高総検レポート No 5

1989年2月10日発行

「教務規定三原則」(民主・合理・公開)の実現に向けて討議を深めよう!

教務規定入門(第2回)

Q1 前回の「教務規定入門」を読み、とても残念な気持ちになりました。生徒指導の道具に「教務規定」を使うなという考えは現実的とは思えません。現場で日夜、生徒指導に追われている者にとってあまりにも無責任な意見に思えます。私たちは、必要悪と思いつつも「教務規定」で学校の秩序を保っているというのが現実ではないでしょうか。

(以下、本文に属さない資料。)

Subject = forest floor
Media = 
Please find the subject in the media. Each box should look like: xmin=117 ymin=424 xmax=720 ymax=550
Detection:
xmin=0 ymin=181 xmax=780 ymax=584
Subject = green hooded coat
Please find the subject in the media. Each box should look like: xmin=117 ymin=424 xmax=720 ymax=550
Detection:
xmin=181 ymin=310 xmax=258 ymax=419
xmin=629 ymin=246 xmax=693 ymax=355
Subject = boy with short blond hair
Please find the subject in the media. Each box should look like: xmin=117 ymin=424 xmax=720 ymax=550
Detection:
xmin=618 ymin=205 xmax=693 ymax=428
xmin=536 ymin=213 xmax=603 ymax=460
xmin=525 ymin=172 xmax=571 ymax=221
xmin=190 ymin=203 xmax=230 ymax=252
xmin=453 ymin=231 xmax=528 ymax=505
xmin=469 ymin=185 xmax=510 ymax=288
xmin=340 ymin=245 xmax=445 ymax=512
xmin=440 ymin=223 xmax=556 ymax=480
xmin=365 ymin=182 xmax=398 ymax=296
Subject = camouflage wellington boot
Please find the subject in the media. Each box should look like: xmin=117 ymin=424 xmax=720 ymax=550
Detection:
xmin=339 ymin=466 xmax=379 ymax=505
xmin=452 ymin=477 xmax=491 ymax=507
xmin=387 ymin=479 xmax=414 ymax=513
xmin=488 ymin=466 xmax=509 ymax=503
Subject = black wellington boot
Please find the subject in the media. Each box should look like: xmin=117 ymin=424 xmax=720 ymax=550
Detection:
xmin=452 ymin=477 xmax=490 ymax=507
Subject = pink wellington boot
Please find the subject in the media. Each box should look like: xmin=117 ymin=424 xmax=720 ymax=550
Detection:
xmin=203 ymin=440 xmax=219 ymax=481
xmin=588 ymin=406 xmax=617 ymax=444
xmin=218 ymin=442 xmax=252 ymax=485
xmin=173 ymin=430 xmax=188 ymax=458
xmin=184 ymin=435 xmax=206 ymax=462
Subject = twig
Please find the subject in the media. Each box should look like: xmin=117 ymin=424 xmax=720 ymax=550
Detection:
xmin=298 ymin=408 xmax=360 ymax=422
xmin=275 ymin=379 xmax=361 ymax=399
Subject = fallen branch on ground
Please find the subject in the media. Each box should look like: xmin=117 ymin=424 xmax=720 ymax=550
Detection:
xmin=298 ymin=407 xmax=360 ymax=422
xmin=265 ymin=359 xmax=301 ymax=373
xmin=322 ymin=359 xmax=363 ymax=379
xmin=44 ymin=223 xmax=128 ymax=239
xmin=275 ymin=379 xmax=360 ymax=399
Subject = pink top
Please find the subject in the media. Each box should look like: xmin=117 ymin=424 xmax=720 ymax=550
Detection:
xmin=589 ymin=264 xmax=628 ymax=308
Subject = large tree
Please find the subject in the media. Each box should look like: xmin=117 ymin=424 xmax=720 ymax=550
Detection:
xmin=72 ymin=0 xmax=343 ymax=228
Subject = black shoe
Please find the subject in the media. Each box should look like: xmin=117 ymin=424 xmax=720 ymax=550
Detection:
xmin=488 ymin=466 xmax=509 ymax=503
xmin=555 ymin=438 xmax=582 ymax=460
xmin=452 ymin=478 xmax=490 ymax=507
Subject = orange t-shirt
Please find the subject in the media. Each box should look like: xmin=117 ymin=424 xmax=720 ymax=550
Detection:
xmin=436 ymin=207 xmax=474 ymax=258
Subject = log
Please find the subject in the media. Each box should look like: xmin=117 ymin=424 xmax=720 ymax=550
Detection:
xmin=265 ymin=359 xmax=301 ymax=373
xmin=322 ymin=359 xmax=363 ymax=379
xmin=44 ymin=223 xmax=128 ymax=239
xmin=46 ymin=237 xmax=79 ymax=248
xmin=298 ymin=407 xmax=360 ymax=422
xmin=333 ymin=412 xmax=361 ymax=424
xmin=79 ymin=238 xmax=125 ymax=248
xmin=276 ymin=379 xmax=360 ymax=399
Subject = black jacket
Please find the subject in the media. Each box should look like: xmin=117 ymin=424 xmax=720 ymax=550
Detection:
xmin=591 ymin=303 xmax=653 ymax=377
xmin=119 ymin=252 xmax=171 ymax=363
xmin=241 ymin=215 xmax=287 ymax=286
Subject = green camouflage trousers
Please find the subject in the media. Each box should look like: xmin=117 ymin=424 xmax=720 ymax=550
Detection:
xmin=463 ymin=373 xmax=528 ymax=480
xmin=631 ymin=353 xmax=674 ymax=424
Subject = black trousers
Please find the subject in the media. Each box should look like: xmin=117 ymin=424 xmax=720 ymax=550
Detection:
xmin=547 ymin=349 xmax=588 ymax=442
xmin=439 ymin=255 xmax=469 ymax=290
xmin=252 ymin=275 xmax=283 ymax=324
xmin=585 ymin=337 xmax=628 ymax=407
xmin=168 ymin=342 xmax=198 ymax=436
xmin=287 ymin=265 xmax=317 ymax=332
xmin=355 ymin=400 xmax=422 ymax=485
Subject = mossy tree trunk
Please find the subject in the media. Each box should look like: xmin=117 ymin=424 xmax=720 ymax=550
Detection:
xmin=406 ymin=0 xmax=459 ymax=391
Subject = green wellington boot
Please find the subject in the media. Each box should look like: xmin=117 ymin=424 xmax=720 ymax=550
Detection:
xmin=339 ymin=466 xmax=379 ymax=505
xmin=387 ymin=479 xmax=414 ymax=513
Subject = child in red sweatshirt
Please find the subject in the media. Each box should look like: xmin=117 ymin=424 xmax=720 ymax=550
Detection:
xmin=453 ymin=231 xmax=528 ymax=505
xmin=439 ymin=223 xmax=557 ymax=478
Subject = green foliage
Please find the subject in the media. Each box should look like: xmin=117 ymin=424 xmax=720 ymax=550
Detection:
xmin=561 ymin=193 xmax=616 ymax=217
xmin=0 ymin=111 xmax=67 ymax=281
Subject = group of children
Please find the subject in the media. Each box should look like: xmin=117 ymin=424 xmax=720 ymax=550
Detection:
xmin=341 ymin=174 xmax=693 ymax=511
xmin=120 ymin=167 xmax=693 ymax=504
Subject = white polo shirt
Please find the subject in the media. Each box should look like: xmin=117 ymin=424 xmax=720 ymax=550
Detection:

 ご意見をお寄せいただきありがとうございます。たしかに、おっしゃるように「生徒指導」で困難な思いをしている学校から、私たちの主張に対して無責任であるとか理想論であるという意見が出てくることは十分予想することができました。ですから多少の批判は覚悟の上で出したもので、批判が多く出てくる中で「教務規定」や「教育評価」ヘの関心が高まることを期待していました。しかし、だからと言って無責任な意見や理想論を提言したつもりは毛頭ありません。
 ご承知のように、神奈川県では約3,000名の中退者を出しており、社会問題として大きく取り上げられています。3,000名もの中退者を出しているということは、あきらかに現行の教育制度に本質的な欠陥があることを意味しています。行政当局の無責任な政策によって生み出された異常とも言うべき学校間格差の現実は、中退問題に拍車をかけていると言えましょう。こうした現実を前にして、子どもたちの学習権をいかに保障するかという観点から「教務規定三原則」を提起しているのです。たしかに、ご意見にもあるように、校舎内での喫煙、暴力行為、いじめ、盗難など、次から次へと起こる問題に私たちは振り回わされているというのが現実です。こうした日常の多忙さが、目の前で起こる現象がすべてであるという錯覚を生み、広い視野を持てなくしているのです。冷静になって考えてみると、特定の学校で、授業が成立しなかったり、問題行動が多発するというのはおかしなことです。その学校の教職員の努力とは無関係に、学校間格差は作られていくのです。また、学区が大きければ大きいほど、「下位」に位置づけられた学校の矛盾は大きくなるのです。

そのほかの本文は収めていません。